Il 's'aimaient depuis tres longtemps, ils étaient médecins tous les deux, ils se sont connus jeunes durant leurs études, elle était belle en étant jeune, ils avaient quatres enfants et une vie bien remplie, de travail et de joie.
Puis vint la maladie, doucement, insidieusement, a pas lent. L'oublie d'un mot ici, d'un nom la, d'une adresse. L'oublie qui s'installe dans cette vie.
J'ai tellement de choses dans ma tete qu'il faut en éliminer..
Et un jour je ne sais plus rentrer chez moi, je me perds, je suis perdu.

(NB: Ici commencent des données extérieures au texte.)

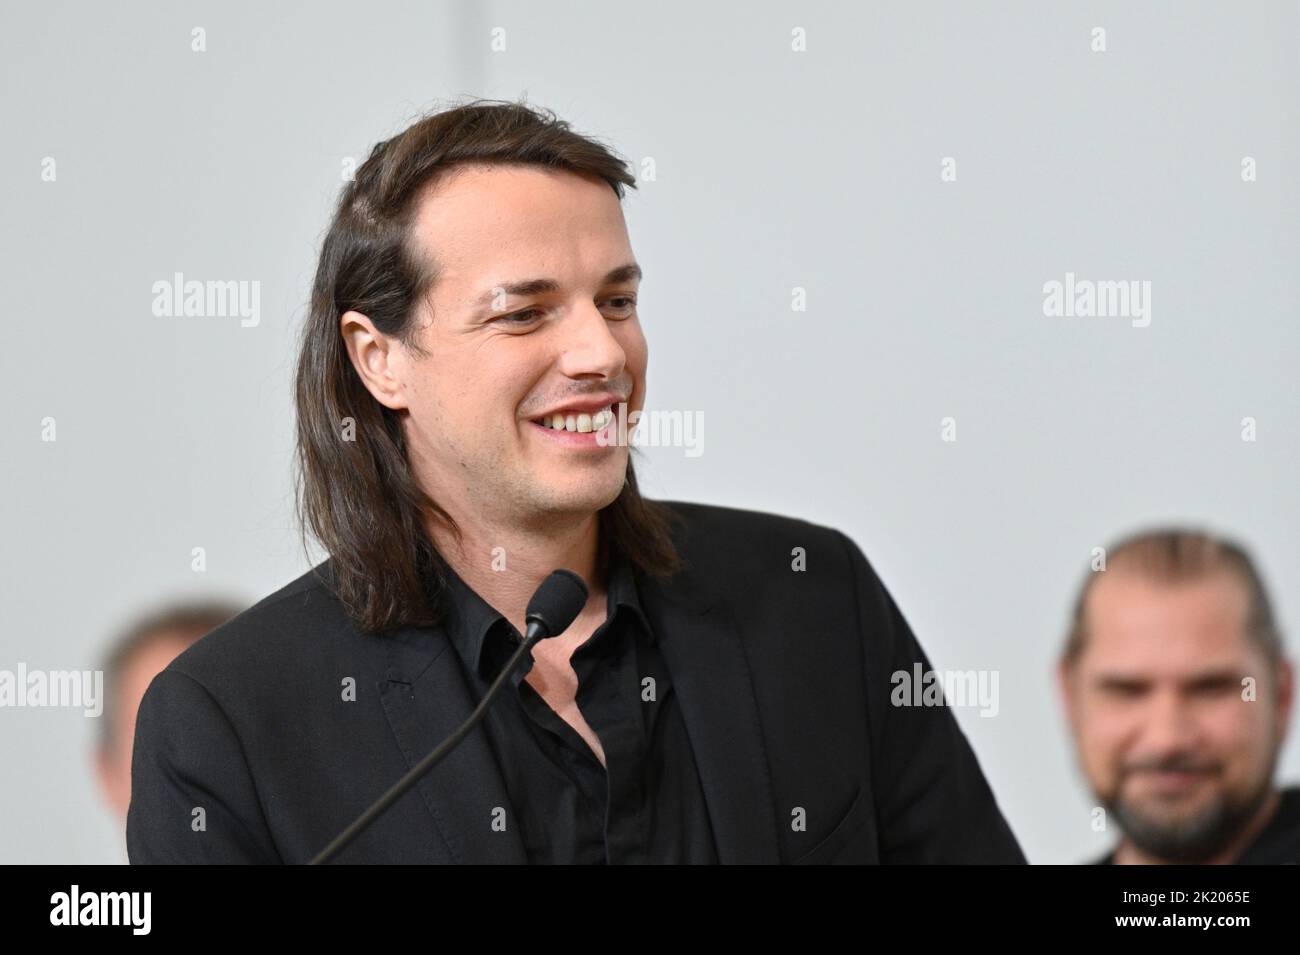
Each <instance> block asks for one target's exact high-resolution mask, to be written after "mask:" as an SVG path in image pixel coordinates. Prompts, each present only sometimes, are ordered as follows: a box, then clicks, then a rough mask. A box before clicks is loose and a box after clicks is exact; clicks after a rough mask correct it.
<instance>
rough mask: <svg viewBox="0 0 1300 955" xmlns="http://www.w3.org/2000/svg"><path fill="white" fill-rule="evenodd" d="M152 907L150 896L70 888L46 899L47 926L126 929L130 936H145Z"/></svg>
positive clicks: (139, 894)
mask: <svg viewBox="0 0 1300 955" xmlns="http://www.w3.org/2000/svg"><path fill="white" fill-rule="evenodd" d="M152 906H153V895H152V893H147V891H134V893H82V891H81V886H77V885H74V886H73V887H72V891H66V893H55V894H53V895H51V897H49V924H51V925H130V926H131V934H134V936H147V934H149V926H151V923H152V919H151V915H149V911H151V908H152Z"/></svg>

J'ai du mal a me souvenir des noms de mes enfants, mon mari Paul je m'en souviens .
Et la vie devient difficile, insupportable pour lui. Alzheimer, le mot est dit, lourd de sens ;
Sa mere a la mort de son pere a porté le deuil en rouge, n'aimant pas le noir, alors logiquement elle déambule en rouge en l'honneur de son pere, veste rouge, chaussettes rouges, chaussures rouges, nappes rouges, levres rouges..Histoire de conserver cette identité et se rapprocher de ce papa qui lui manque.

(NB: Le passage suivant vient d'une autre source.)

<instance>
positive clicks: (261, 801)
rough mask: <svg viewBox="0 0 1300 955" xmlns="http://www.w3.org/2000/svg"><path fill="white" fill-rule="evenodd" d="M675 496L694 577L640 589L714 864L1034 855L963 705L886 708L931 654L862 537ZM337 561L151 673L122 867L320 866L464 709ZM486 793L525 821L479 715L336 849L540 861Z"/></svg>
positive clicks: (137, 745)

Elle transporte avec elle son sac, rouge ou elle ecrit avec difficultes sa vie, pour ne pas oublier, oublier qu'elle existe et le montrer aux autres, elle sait encore ecrire, elle tient son agenda, comme avant, au temps ou elle etait quelqu'un. au temps ou on la respectait . Ce sac qui commence a s'abîmer tant la vie est longue et lourde remplie de petites cuilleres qu'elle entasse dedans parce que son employée au temps ou elle la servait jetait a la poubelle les petites cuilleres avec le gâteau et elle les reprenait. Aujourd'hui elle les cache, au cas ou.
Elle se demande la raison de sa présence dans cette < unité spécialisée >, ces gens la qui la regardent, ces yeux méchants lancés a celle qui n'est pas comme eux, elle ne vient pas de la terre elle vient de la ville, elle n'éleve pas les poules, elle sauve des vies.

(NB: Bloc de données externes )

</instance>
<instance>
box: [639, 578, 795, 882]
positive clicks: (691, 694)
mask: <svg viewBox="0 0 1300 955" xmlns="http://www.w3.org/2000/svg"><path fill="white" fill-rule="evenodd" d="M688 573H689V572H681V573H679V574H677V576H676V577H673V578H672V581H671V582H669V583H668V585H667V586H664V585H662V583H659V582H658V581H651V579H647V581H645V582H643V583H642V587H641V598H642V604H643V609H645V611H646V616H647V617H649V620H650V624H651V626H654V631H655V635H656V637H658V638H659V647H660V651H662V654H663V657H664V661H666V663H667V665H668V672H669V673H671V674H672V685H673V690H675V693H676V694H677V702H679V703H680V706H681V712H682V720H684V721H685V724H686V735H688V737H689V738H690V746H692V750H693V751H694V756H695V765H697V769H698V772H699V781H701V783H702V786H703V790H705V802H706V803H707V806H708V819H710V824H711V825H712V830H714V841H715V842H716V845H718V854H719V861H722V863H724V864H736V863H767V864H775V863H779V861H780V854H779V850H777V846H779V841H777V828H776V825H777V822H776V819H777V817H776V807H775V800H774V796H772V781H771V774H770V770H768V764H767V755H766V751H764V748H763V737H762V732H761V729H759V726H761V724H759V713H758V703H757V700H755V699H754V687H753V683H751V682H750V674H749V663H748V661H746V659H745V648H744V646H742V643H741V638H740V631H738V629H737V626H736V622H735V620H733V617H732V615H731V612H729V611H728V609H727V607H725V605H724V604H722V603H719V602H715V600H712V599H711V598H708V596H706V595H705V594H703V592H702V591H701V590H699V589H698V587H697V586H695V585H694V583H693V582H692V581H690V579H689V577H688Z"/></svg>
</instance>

Elle préfere manger une demie brioche a midi avec la confiture, beaucoup de confiture, le sucré est une valeur sure face au salé de pietre qualité.
On lui demande de se mettre nue face a cette inconnue, mais pourquoi, si elle n'a pas conscience de sa déchéance. Mais ils finiront pas y parvenir, il faut etre propre meme si je ne suis plus moi-meme., je serai une autre, propre.
Paul vient la voir chaque semaine, le dos courbé, le poids des ans et le poids de la souffrance.
Il l'embrasse, ces levres rouges, s'enferme dans la chambre, dans un reste d'intimité, la caresse, tente de la raisonner dans ses actions sans sens pour nous, plier et déplier les nappes, se poster face a cette porte qui la sépare de la liberté, derriere il y a les autres, et les autres n'oublient pas, je ne veux plus oublier.
Puis vient le séparation, tragique, < ne me laisse pas la Paul, je veux rentrer chez moi >
Et il se courbe encore plus, n'ose plus croiser son regard humide, retient ses mots. Il aimerait l'emmener, le libérer, mais la maladie est la, elle rode, elle l'encercle.
Il repart comme a chaque fois le tete basse, les yeux en pleurs. Paul est venu, elle oubliera jusque la prochaine fois.
< Viens ma chérie, emmene moi, je t'aime ma chérie >, elle le chuchote a qui veut bien l'écouter.mais elle reste.